S = np.zeros((p, p))

# Fill in blocks from parallel output

for okay, (i, j) in enumerate(ij): # ij = record of (i, j) pairs

rows = blocks[i]

cols = blocks[j]

S[np.ix_(rows, cols)] = out[k]

# Fill the decrease triangle by symmetry

i_lower = np.tril_indices(p, –1)

S[i_lower] = S.T[i_lower]

# Normalize

S = S / (X.form[0] – 1)

np.allclose(tmpp, S)

True

As you possibly can see it takes longer, which caught me abruptly. After some digging, ensuring there aren’t any bugs, I understood that NumPy’s spectacular pace is because of the truth that it’s already optimized to run in parallel within the backend. You’ll be able to print np.__config__.present() to see the decrease stage software program used behind the scenes, with some heavy-hitters like Lapack and Blas that are particularly designed for matrix math on trendy CPUs. Express parallelization then solely creates extra overhead. Attention-grabbing stuff.

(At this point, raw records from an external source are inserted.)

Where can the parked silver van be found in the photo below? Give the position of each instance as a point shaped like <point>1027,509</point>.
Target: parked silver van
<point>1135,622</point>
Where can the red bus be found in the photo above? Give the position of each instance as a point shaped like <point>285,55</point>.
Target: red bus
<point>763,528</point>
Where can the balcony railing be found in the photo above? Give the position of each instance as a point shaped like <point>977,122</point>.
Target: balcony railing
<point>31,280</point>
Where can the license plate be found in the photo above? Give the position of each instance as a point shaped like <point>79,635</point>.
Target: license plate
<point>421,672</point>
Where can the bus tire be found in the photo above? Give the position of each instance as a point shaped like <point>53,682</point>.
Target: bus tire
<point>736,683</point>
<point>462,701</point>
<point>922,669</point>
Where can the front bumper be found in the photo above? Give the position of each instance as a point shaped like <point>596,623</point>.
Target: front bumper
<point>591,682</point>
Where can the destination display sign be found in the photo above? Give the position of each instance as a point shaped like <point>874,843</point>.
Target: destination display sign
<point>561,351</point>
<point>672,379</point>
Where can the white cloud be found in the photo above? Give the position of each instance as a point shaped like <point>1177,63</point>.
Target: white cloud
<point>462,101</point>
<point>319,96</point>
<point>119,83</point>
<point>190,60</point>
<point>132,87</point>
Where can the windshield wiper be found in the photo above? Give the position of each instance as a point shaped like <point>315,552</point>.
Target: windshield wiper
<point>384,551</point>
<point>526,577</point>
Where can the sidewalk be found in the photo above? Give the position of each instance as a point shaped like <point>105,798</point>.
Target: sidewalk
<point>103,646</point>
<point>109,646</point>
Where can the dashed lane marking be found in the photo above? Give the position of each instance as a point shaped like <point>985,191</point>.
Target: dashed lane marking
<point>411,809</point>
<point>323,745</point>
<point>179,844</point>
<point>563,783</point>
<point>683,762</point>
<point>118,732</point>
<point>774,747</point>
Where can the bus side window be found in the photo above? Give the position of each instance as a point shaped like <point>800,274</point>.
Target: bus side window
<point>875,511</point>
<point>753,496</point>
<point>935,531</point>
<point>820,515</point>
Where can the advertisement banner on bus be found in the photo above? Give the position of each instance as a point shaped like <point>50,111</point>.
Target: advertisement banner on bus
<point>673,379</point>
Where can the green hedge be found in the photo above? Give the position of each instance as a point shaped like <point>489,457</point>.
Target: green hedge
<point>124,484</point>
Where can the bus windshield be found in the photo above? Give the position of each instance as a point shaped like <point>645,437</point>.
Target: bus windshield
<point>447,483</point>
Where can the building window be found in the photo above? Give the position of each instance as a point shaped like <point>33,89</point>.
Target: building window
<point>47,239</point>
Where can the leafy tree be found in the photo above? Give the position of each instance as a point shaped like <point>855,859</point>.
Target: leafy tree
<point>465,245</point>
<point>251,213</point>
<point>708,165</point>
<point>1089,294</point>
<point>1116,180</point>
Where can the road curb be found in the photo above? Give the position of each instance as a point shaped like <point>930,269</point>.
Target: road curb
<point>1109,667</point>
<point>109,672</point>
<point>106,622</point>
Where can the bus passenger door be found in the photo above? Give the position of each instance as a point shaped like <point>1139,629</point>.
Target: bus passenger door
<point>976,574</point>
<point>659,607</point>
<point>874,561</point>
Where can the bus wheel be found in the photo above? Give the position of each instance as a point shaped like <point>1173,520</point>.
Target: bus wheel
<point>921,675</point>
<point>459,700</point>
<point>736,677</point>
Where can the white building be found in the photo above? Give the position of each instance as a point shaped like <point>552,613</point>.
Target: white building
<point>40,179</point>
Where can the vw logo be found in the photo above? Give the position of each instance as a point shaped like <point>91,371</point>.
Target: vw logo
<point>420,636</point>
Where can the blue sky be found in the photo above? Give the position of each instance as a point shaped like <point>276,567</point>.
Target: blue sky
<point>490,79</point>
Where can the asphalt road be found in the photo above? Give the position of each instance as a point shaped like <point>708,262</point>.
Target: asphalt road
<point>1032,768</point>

Plus 1 for Python.

Appendix

Whenever you refactor code, additionally, you will do properly to look beneath the hood for what the operate is doing, and maybe take away all types of checks which can be maybe not wanted (classtype checks, NA checks and many others).

Additionally, in case you want to discuss with this put up, you possibly can cite it like so:
Eran Raviv (2025). “Parallelizing Matrix Computation.”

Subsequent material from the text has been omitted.